Clip both devices to your belay loop. You must use either oval locking carabiners or anti-cross-loading locking biners.

The top device is your primary self-belay. To keep it in the ideal position for braking (and separate it from the other device), connect the top device to a chest harness, a pair of slings draped over each shoulder so they cross in the middle, or a single sling. (Caldwell drapes a headlamp strap around his neck and clips this to his device.) Unlike a true chest harness, this system is not load bearing, but simply holds the device in position. Use a bit of webbing or an adjustable strap to connect this system to the top ascender, using the same clip-in hole as the locking biner on the device. Make sure that no cords or straps from your clothing or pack can interfere with your self-belay devices.


Before starting up the pitch, test both devices to make sure they will lock properly under weight. Gently bounce-test the system in a safe position at the base, and make sure the devices don’t interfere with each other. If the bottom device bumps into the top device, extend the top device with a quickdraw, using locking carabiners on each end of the draw. If you do this, make sure your chest harness is still comfortable and keeps the top device positioned upright on the rope.

You may need to push the devices along at the start of the pitch, but soon the two should slide up the rope as you climb. If you have clipped intermediate anchors or protection points along the route (on an overhanging climb, for example), never climb above these pieces without unclipping the rope from them first.

Escape the system.

There are at least two situations where you will need to escape from your self-belay system. At the top of the pitch, you’ll need to unclip from the devices in order to descend. Less commonly, you may need to escape from the system if you can’t do a move or otherwise run into trouble.

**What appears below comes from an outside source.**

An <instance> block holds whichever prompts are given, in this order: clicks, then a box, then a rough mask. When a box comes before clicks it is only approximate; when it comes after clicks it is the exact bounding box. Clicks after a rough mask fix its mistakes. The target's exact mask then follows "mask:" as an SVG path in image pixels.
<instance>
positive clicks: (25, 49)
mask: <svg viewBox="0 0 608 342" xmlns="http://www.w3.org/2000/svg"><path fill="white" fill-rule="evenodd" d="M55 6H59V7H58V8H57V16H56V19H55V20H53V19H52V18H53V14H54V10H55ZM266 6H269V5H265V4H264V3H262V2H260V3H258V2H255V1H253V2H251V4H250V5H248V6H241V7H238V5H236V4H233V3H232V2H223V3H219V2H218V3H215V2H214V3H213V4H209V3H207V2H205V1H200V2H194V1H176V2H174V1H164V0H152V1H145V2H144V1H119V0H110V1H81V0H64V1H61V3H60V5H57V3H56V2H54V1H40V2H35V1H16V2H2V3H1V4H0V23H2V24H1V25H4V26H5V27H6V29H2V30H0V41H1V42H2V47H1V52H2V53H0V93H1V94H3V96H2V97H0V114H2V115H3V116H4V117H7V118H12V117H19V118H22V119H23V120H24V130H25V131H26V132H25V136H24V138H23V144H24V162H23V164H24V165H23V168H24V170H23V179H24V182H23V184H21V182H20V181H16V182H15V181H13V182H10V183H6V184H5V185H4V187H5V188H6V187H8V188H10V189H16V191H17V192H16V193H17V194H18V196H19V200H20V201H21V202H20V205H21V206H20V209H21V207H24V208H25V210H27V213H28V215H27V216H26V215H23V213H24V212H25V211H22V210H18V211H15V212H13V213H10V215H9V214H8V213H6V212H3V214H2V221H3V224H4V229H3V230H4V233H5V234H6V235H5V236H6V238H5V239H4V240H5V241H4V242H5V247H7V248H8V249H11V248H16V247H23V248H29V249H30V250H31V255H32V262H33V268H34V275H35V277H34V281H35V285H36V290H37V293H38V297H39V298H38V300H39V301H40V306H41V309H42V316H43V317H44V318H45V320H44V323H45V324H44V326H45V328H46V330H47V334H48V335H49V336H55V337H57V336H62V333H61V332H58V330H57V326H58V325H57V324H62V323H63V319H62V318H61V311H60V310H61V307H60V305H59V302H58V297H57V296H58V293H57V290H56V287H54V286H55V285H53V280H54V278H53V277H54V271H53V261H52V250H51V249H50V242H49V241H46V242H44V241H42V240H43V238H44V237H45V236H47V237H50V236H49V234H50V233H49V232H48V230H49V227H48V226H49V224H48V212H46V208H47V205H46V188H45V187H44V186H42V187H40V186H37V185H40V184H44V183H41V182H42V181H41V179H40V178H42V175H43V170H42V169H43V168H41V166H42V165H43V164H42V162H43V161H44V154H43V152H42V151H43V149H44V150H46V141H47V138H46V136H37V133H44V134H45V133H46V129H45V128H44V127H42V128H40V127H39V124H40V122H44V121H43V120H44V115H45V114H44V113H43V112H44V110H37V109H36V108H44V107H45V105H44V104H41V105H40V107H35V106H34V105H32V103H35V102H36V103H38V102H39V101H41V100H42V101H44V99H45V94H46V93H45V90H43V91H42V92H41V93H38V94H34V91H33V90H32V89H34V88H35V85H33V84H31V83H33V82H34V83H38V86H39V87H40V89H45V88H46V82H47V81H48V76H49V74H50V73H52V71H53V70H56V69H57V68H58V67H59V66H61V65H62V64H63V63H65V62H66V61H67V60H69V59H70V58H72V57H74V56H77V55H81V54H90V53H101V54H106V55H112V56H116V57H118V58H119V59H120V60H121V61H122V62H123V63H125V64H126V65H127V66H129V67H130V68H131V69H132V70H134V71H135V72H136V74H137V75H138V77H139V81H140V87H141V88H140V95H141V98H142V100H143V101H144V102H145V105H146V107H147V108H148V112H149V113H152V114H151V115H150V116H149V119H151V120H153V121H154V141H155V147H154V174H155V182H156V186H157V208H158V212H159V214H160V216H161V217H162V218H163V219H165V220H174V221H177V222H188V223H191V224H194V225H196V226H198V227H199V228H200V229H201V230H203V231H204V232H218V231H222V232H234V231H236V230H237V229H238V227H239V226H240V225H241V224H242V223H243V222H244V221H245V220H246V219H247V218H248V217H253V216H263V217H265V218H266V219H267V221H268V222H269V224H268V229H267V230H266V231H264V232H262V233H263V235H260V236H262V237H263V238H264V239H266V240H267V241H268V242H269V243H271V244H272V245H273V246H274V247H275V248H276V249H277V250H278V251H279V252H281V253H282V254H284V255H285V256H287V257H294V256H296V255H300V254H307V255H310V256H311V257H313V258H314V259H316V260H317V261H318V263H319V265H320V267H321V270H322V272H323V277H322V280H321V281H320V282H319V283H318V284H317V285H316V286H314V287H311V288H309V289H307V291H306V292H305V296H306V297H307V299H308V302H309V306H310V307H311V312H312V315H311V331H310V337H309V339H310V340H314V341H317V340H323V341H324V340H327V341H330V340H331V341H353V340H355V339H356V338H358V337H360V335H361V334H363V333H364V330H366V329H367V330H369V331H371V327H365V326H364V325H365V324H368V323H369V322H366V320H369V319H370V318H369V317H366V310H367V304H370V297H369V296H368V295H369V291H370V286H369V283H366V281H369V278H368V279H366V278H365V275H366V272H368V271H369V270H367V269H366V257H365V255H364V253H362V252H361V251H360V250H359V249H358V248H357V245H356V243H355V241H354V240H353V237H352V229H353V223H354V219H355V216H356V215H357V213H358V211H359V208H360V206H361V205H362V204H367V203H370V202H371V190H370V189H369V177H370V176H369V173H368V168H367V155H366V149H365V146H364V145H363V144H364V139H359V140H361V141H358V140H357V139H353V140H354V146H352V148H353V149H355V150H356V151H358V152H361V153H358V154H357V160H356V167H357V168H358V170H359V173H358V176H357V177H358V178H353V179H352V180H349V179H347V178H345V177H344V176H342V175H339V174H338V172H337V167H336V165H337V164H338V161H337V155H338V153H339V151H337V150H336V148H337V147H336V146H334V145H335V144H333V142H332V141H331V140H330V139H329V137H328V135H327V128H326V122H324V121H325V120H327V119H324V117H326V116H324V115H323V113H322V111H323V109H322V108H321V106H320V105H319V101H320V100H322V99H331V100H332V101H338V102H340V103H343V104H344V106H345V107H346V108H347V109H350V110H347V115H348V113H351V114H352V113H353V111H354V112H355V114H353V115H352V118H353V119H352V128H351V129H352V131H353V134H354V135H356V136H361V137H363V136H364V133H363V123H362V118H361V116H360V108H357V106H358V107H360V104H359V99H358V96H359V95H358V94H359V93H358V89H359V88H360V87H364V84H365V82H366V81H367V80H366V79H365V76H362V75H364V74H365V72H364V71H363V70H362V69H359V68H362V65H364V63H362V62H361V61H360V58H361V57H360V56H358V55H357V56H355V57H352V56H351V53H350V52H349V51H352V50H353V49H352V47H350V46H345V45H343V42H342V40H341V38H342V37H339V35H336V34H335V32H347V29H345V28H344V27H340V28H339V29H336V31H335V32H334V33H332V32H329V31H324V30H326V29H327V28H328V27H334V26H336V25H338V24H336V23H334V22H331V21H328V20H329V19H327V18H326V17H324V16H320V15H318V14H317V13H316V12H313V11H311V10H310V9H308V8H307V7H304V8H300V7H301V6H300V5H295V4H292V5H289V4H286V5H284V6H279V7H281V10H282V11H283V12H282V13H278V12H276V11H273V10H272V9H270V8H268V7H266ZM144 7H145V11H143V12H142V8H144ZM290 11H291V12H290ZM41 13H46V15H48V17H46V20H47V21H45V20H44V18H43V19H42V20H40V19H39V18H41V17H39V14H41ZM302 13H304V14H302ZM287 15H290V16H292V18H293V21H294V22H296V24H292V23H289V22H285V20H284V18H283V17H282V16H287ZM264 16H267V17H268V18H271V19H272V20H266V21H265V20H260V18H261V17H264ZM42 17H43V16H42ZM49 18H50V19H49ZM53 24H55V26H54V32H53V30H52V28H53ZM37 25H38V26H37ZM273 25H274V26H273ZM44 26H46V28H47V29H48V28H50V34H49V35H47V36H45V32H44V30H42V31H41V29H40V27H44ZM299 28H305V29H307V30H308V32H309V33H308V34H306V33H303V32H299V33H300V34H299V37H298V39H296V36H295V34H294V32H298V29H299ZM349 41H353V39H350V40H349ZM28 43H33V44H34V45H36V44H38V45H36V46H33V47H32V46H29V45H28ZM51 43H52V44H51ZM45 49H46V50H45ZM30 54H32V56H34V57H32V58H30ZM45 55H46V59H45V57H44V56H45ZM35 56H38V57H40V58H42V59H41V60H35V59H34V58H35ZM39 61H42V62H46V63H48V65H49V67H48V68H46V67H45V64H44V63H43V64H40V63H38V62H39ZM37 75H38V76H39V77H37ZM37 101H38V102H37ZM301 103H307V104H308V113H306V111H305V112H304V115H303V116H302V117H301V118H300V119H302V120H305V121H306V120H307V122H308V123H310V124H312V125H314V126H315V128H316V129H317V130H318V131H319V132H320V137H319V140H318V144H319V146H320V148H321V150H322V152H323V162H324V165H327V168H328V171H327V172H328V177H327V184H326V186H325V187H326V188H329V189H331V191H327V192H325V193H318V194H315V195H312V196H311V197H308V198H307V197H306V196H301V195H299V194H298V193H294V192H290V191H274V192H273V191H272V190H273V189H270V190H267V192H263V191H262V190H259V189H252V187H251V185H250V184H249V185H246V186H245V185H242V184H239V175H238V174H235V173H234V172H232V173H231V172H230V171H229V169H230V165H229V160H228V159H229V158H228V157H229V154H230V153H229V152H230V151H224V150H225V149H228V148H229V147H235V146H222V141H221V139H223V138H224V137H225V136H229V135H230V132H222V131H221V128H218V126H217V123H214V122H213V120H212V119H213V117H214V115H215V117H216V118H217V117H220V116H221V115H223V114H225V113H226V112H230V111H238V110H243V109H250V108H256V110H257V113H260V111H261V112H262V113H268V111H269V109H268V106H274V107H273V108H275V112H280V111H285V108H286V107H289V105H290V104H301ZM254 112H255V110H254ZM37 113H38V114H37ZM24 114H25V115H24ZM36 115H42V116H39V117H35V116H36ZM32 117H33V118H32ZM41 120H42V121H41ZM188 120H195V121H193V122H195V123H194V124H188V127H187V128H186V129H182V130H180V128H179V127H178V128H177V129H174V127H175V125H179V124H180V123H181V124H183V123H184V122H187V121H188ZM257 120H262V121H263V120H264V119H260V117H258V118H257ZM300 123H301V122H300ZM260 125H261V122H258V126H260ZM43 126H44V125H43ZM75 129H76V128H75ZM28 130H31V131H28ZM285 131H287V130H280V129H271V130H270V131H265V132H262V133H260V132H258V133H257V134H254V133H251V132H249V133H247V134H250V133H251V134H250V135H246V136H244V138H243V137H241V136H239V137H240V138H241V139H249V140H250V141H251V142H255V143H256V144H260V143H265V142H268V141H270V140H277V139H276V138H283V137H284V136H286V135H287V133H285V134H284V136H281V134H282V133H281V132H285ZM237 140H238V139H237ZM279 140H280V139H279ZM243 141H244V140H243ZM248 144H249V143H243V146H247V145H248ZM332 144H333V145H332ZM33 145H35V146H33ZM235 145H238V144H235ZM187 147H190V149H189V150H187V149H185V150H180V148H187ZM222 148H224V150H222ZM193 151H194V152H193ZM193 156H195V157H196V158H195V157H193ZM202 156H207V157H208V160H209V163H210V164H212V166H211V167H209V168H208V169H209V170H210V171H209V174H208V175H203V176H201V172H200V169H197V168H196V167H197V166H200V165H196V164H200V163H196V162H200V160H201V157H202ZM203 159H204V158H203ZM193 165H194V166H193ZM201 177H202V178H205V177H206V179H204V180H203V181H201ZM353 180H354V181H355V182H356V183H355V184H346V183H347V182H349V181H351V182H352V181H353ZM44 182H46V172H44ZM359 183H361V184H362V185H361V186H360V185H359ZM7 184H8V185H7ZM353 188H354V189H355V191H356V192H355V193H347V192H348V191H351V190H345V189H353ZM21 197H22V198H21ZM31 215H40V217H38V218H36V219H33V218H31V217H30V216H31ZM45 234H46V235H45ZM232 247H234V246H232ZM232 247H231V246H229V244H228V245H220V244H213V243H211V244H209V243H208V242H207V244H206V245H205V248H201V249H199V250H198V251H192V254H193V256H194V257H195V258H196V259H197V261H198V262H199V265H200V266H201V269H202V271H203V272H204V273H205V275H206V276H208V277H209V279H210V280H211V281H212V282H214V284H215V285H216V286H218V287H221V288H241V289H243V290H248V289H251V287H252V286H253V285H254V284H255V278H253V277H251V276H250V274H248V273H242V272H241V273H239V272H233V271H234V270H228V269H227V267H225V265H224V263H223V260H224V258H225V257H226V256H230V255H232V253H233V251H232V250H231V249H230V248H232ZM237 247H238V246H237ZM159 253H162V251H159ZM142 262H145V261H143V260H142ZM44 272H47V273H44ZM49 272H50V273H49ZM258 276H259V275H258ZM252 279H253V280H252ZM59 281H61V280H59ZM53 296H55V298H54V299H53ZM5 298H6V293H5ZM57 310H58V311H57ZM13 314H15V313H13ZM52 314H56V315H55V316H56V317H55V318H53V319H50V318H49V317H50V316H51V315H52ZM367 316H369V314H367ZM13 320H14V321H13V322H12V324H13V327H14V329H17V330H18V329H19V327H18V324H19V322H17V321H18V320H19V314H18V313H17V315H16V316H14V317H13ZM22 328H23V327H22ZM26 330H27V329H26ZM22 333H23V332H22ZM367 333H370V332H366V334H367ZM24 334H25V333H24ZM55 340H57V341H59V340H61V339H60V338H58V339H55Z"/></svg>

When you reach the top of the climb, use slings or personal tethers to clip into the anchor. Be careful not to climb so high that your self-belay system bumps into the anchor—this will make it difficult to unweight the devices and escape from the system. It may help to clip long slings to the anchor before you climb, and then clip into these slings when you reach the top, so you are hanging well below the anchor.

Once you are securely anchored, remove both devices from the now-unweighted static rope. Attach your rappel device to the rope, and rappel to the base of the climb. If you must climb past the primary anchor to retrieve your backup anchor, first clean the primary anchor and pull any slack in the rope above you through the ascenders, before you start climbing again. Note: Never climb on a slack static rope using the toprope self-belay system. A fall onto a slack static rope could injure you (even fatally) or cause the system to fail.

You also need a way to get up or down if you can’t do a move. This means you’ll need to unweight the self-belay devices mid-pitch, and then either rappel or ascend the rope. To prepare for this, always carry some extra gear on your harness: an assisted-braking belay/rappel device (Grigri, Cinch, etc.), a backup ascender such as a Petzl Tibloc or Wild Country Ropeman, and a double-length sling to use as a foot loop for ascending the rope or unweighting the devices at your waist. The various techniques for escaping the system using these devices are beyond the scope of this article, but whichever method you use, practice while you’re still on the ground.

Final note.

Stay alert whenever you reattach your self-belay system—when you’re ready to do another lap on a route, for example. This is where most mistakes happen. You must be sure the cams on each ascender are properly engaging the rope before climbing or weighting the system again.

*Petzl has published an extensive analysis of self-belay toproping, including its recommended method and various alternatives. Google “Petzl self belay.”